В связи с тем, что вечером объявили по радио о прохождении искусственного спутника над Москвой завтра утром в шестом часу, я лег, не раздеваясь и заказав себе проснуться в четыре часа. Я проснулся в пять. Сперва даже трудно было представить себе, как это можно сейчас встать и выйти на улицу. Однако встал и вскоре был на улице. Я решил пойти к Каменному мосту и ожидать появления спутника на нем, поскольку над мостом много неба, только внизу отороченного зданиями. Небо было еще ночное, хоть и лунное, с длинными, полотенцеобразными, но прозрачными облаками. На юге быстро и стрельчато мерцала какая-то крупная звезда, которую, к стыду своему, я не мог узнать. Были рассыпаны и по всему небу редкие звезды, то потухавшие за полосами облаков, то опять свежо и уверенно появлявшиеся из-за них. Я смотрел на северо-запад, где, согласно сообщению, должен был взойти спутник, – на северо-запад, имея ориентиром высотное здание на Смоленской площади. Я в виде одной точки понимал сторону света, северо-запад, упустив из виду, что это четверть купола. Когда я не сделал и сотни шагов, я увидел идущих навстречу мне нескольких мужчин, оживленно разговаривавших, и понял, что я опоздал – эти люди, ясно было, уже видели спутник. Так и оказалось.

– Опоздали, – сказал один из них.

Пока я смотрел на северо-запад как в точку, просто держал в поле зрения высотный дом на Смоленской, спутник, взошедший на более широко понимаемом северо-западе, то есть в одной из точек целой четверти небосвода, двигался над моим правым плечом, чуть дальше его еще вправо.

– Какой он? – спросил я. – Вот как эта звезда?

– Да, – ответил один из мужчин.

Значит, он довольно большой на вид. Все-таки непонятно, как может быть видим шар величиной в те, которые лежат на цоколях в садах, на расстоянии в тысячу километров и быть еще ярким. Впрочем, тут и не стоит браться что-нибудь понимать.

Почему именно случилось, что я родился не в те дни, когда была открыта Америка, а в дни, когда появился искусственный спутник!

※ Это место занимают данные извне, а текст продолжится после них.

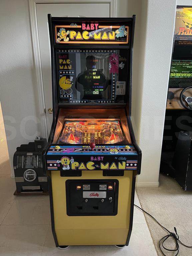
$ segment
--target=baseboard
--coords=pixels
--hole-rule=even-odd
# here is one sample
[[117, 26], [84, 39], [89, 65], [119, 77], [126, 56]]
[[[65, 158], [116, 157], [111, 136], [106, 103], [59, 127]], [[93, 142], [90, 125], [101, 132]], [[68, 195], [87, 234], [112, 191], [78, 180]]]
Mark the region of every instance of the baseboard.
[[159, 182], [136, 182], [136, 188], [158, 188]]

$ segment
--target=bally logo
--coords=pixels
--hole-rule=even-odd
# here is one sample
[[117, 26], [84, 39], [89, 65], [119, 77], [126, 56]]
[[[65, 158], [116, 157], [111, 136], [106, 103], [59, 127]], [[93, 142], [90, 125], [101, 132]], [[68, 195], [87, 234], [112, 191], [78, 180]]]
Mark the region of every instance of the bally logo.
[[95, 193], [95, 194], [94, 193], [91, 193], [90, 195], [89, 195], [90, 196], [97, 196], [97, 197], [98, 197], [99, 195], [99, 194], [97, 193]]

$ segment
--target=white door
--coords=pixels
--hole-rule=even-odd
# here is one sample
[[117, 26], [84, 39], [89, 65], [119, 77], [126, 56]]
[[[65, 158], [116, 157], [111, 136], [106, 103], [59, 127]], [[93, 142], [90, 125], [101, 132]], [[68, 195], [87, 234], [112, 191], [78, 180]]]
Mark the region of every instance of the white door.
[[[37, 4], [37, 20], [41, 56], [47, 131], [49, 135], [52, 121], [52, 114], [48, 109], [52, 107], [51, 55], [47, 14], [52, 17], [110, 17], [112, 16], [109, 3], [98, 3]], [[42, 100], [42, 99], [40, 100]], [[46, 124], [44, 124], [46, 126]], [[44, 129], [45, 130], [45, 129]], [[45, 134], [44, 135], [45, 136]]]

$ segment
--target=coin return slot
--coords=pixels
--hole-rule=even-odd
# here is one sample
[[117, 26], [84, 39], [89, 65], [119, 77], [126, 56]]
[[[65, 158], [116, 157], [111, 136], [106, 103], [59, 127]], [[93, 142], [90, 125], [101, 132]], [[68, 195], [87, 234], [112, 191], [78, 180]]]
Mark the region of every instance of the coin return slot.
[[93, 206], [93, 208], [94, 209], [95, 209], [95, 210], [98, 210], [99, 209], [99, 207], [98, 206]]
[[83, 185], [83, 189], [84, 190], [90, 190], [90, 185]]

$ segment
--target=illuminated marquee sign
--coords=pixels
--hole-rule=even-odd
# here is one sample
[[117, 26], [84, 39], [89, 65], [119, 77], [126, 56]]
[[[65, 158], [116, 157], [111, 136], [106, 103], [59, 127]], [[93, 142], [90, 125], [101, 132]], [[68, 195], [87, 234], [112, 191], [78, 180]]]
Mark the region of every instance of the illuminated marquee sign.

Как все меняется! Как все меняется! Совсем другие сейчас голоса дикторов, чем, скажем, год-другой назад. Я помню еще диктора Про.

– Вел передачу Про.

Это был первый диктор радиопередач. Помните:

– Вел передачу Про.

Он еще жив. Очень, очень старый человек – в бесформенной шапочке, с бесформенным румянцем. Все это от старости. Он увидел меня из окна какого-то транспорта и узнал. Мы раскланялись.

Не такой уж обычный, черт возьми, ветеран! Шутка ли, первый диктор!

Я помню, как некогда бежал по площади, чтобы не пропустить какого-либо слова, раздававшегося из черной точки репродуктора… Это были первые встречи с этим чудом. Мокрый снег летел на Советской площади, репродуктор был похож на только что прилетевшую и севшую на столб ворону, и «вел передачу Про».

Сегодня в «Правде» траурное извещение о смерти Федора Гладкова.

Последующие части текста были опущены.